Technical Analysis and Chart Setup
To begin this learning experience, I should pre-face that I while have studied these topics a bit in the past, I am by no means an expert and don’t want to be one. I am a kid trying to learn this new profession; this job. Read with a skeptical mind and feel free to point out anything incorrect.
I think the first lesson for me to understand is the time commitment. This is a job and I need to temper my expectations that I’ll have it all figured out in one month, 12 months, or three years. I’ll always be learning and I’m grateful for that, but I hope I can trade the right amount of “time” to earn a large amount of money.
When trading, and identifying which stocks to trade, I should act as a lawyer. Each stock deserves it’s on case; it’s own set of research and investment in time and mental energy. Take the time to read the charts and build a case for why I should invest my money into Facebook for example.
Price and Volume
Price alone should tell me when to enter or exit a stock. Period. (I would like to get the point of understanding price movements well enough that I can look at a chart without any indicators.)
Volume also contributes to when a stock is ready to be purchased (or shorted). Relative volume is especially important. It means how does volume for this day compare to yesterday, or over the past week.
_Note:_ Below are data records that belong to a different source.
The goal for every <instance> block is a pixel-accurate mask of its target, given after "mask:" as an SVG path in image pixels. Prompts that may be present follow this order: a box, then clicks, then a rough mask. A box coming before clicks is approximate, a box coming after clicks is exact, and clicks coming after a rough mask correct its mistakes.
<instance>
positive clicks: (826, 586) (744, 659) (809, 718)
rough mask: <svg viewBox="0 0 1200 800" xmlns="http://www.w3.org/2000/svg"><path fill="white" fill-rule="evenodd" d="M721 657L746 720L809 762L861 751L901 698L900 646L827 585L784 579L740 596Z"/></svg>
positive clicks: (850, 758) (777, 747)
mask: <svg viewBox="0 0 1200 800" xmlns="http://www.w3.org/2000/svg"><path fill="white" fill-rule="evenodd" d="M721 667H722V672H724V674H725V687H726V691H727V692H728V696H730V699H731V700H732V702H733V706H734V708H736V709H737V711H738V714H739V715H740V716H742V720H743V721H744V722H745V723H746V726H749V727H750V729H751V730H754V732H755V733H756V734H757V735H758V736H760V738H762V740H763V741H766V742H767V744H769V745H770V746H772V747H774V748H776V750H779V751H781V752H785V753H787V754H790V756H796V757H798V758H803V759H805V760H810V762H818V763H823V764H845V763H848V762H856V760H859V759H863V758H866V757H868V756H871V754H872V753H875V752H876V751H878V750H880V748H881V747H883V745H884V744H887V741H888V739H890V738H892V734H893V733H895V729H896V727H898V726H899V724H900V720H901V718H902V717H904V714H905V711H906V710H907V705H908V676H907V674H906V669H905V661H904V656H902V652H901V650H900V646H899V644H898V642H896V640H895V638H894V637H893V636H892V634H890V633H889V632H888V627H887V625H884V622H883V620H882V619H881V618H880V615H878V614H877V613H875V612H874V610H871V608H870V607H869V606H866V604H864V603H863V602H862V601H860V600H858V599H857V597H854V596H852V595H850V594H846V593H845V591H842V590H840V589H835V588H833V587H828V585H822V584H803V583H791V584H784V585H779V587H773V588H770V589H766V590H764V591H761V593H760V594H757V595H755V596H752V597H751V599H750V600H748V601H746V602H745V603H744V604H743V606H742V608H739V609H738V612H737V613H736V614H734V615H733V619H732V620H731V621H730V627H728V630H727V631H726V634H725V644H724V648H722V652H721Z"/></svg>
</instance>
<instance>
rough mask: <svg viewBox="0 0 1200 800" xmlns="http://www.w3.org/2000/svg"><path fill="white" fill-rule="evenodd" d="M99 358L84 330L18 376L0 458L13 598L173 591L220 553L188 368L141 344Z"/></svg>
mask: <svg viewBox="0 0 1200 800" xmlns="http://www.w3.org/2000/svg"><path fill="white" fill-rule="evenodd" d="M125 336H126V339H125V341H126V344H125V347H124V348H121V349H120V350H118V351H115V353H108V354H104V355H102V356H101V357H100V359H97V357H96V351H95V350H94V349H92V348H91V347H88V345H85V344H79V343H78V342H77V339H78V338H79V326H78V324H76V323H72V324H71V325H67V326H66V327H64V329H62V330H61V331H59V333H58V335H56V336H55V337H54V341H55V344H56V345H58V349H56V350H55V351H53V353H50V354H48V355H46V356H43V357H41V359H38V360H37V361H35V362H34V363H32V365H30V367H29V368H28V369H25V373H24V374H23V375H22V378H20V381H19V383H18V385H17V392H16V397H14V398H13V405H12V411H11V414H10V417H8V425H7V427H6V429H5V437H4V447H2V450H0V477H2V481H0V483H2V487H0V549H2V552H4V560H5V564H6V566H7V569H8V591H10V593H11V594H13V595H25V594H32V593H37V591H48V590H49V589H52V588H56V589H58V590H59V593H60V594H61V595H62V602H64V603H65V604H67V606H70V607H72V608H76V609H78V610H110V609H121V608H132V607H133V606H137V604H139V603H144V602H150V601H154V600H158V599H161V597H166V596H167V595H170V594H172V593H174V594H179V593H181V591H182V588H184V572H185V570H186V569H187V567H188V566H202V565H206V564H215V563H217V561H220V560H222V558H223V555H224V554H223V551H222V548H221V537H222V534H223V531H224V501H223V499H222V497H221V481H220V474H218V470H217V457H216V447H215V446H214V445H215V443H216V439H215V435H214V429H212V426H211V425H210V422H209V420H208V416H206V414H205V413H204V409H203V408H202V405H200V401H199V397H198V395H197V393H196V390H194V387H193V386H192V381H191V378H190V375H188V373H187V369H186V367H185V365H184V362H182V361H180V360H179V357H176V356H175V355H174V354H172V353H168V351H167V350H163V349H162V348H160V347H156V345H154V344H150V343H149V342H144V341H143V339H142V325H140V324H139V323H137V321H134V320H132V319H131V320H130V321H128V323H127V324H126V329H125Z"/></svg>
Volume can also tell us who is in control of the stock. For example, during accumulation, buyers are in control. This is usually indicated with strong green volume days that are able to swallow periods of pullbacks. On the flip side is distribution, when the sellers are in control.
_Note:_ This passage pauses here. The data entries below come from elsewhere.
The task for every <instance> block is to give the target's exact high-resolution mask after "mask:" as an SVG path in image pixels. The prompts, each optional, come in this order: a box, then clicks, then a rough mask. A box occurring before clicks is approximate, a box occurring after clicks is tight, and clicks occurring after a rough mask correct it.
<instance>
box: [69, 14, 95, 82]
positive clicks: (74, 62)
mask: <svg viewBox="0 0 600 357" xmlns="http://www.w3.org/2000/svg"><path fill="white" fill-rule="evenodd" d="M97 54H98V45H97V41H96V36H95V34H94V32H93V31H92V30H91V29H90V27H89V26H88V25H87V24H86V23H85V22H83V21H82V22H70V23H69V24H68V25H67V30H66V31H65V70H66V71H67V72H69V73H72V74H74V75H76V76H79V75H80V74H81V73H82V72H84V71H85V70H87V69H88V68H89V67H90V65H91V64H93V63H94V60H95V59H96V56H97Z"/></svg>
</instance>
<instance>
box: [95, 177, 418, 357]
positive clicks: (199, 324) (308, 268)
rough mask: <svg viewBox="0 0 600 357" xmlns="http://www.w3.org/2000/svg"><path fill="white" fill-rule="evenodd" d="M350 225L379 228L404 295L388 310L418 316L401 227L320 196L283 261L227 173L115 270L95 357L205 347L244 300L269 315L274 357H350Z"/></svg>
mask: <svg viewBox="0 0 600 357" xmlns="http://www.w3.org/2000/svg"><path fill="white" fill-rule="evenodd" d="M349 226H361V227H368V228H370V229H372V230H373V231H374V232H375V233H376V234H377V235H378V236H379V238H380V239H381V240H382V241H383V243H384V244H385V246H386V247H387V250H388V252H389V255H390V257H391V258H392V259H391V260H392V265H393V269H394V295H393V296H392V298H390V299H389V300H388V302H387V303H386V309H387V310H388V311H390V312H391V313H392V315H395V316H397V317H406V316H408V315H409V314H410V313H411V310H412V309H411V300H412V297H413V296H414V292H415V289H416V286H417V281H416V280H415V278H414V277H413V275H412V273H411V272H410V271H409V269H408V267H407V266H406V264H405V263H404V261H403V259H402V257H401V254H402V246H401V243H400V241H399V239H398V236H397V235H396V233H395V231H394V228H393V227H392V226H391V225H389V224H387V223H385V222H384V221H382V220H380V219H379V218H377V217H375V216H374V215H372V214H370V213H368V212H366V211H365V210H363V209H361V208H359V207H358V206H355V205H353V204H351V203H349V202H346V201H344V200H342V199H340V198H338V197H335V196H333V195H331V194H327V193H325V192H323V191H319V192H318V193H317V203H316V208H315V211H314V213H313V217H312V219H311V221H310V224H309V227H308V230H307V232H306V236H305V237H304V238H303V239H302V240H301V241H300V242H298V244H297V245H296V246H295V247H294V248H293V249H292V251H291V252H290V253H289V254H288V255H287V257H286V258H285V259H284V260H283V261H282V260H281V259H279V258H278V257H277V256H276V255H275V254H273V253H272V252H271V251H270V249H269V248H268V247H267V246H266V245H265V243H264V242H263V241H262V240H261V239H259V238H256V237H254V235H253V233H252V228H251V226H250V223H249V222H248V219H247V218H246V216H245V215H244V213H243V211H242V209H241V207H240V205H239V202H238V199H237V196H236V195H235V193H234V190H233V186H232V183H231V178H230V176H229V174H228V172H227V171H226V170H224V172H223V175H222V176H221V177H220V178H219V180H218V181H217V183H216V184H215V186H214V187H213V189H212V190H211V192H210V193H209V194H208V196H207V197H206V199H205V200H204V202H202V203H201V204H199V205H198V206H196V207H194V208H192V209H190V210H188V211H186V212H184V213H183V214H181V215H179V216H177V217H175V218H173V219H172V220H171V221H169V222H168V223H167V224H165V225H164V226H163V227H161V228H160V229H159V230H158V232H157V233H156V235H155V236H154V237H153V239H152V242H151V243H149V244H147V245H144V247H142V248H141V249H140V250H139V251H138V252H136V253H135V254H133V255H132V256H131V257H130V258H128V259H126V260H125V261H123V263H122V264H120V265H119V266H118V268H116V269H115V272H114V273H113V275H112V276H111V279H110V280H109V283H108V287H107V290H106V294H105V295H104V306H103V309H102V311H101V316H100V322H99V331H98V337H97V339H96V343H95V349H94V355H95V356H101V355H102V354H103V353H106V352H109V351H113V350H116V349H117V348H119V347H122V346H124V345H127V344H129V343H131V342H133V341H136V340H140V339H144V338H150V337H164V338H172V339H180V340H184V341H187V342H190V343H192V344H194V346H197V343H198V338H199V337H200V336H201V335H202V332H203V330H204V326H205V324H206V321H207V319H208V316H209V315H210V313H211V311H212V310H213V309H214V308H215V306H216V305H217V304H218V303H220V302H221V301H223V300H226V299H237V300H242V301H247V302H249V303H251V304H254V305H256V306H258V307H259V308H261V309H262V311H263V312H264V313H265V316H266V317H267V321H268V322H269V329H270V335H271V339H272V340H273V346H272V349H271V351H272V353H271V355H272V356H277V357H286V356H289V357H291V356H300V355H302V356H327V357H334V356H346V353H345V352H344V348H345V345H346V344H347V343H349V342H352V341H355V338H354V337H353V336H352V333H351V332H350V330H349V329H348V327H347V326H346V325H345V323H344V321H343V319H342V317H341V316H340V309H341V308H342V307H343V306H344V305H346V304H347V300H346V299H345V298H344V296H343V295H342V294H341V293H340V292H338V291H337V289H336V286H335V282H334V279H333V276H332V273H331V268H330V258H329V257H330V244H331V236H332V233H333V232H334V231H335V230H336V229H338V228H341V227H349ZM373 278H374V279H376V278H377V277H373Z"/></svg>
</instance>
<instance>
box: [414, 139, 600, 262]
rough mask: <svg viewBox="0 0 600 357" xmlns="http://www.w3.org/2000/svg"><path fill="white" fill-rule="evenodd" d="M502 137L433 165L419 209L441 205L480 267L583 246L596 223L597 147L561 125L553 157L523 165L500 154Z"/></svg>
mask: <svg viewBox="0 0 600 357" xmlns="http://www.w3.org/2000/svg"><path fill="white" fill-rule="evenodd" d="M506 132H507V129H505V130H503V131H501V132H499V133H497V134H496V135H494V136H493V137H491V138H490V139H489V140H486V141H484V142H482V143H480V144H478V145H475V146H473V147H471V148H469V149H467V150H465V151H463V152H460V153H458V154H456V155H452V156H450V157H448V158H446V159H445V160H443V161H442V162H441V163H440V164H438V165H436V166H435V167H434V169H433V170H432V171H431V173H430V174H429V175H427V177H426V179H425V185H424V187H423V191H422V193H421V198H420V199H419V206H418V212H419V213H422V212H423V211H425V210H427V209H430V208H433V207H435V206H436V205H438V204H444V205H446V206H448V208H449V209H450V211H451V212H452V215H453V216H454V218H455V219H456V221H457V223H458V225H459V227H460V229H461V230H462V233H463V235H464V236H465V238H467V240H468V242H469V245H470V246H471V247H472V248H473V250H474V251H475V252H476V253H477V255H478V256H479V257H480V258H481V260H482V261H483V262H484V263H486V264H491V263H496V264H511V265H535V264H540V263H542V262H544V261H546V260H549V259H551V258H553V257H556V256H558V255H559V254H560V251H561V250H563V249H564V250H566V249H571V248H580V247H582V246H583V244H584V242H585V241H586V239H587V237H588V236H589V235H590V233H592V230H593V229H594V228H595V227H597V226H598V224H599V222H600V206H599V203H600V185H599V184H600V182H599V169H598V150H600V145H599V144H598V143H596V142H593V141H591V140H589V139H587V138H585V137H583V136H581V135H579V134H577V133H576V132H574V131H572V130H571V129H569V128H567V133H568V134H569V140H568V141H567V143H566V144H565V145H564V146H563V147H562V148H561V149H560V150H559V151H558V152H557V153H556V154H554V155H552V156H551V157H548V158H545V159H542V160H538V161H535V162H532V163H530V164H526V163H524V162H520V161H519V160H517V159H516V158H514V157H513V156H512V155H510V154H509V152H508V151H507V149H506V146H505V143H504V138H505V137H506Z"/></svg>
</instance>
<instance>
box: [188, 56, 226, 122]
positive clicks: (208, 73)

Learning technical analysis and being able to read charts to confirm price triggers. I use three different indicators:
- Simple Moving Average
- Bollinger Bands
Simple Moving Average
I add three moving averages to my charts, but first let me explain what moving average’s. A moving average takes the relationship of price over time — that is my understand at least. Here is the technical defintion: “calculated by adding the closing price of the security for a number of time periods and then dividing this total by the number of time periods.”
- 20 period moving average — this is your short term movements
- 50 period moving average — intermediate movement
- 200 period moving average — long-term movement (for longer-term trading)
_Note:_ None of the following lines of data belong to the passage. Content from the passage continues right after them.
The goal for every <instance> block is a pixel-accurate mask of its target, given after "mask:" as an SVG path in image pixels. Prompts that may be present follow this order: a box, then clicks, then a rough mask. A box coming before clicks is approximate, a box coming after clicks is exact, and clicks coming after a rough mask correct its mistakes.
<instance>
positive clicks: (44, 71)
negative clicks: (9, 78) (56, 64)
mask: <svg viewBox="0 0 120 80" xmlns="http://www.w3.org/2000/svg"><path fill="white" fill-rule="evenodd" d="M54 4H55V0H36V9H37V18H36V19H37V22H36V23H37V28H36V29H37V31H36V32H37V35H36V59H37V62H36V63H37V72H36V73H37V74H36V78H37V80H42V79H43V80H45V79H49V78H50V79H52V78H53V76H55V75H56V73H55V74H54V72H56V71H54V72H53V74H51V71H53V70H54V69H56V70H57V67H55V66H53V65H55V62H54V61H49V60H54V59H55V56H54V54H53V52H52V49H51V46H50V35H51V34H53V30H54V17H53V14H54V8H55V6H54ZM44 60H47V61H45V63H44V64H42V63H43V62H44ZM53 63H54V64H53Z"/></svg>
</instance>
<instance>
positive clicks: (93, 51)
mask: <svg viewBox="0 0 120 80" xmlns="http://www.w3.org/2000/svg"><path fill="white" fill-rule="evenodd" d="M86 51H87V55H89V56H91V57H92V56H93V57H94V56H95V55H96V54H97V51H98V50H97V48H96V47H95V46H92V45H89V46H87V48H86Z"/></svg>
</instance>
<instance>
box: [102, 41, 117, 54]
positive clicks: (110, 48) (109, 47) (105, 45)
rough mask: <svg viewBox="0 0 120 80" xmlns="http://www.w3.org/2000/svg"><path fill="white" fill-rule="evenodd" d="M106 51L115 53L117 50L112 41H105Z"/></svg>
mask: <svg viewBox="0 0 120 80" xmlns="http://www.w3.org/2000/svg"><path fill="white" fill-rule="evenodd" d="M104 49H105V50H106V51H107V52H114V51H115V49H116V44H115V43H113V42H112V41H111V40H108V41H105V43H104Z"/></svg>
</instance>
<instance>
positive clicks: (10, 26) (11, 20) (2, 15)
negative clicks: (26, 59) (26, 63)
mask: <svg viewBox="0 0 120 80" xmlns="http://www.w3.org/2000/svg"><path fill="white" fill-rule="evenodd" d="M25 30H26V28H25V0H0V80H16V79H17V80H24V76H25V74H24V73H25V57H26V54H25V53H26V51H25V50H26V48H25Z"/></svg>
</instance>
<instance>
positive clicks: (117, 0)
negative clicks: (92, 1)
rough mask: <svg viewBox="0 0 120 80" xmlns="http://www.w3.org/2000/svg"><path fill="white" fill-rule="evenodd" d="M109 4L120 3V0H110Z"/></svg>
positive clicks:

These three lines overlapping my charts help me do two things:
- Identify Trends
- Identify areas of support and resistance.
The Stochastic’s indicator shows extreme price movements of being overbought or oversold.
When the line crosses below the 20 threshold, this indicates oversold conditions. Put more simply, it means there has been too much selling and it is reasonable to expect a bounce.
When the line crosses above the 80 threshold, this indicates overbought conditions. Conversely, this shows signs that a pullback could take place.
Bollinger Bands act as a rubber band measuring the range of price over time. When price extends either below or above the range, it is reasonable to expect a price correction and move back closer to the mean.
There is a lot more to stock trading than this, but for me this is a good foundation. It explains how I can setup, read, and interpret a stock’s chart. I come from a value-investing mindset, so seeing a chart and understanding all the different lines and bars was difficult. This, hopefully, can help solve some of that mess for me.
Things to keep in mind:
- Indicators serve as support to price. Don’t rely on one indicator to tell me to position myself in a stock.
- Play around with different software and setups. What is the easiest and user-friendly software that I can use and understand.
- Trade with the trend. Don’t try to be a hero and go against the grain. Join the crowd!
- I only have to be right about half of the time, but the half I am right is when I make way more money than I lose.
- This is a job. Just like being a doctor, lawyer, or accountant, I should respect the time commitment that entails.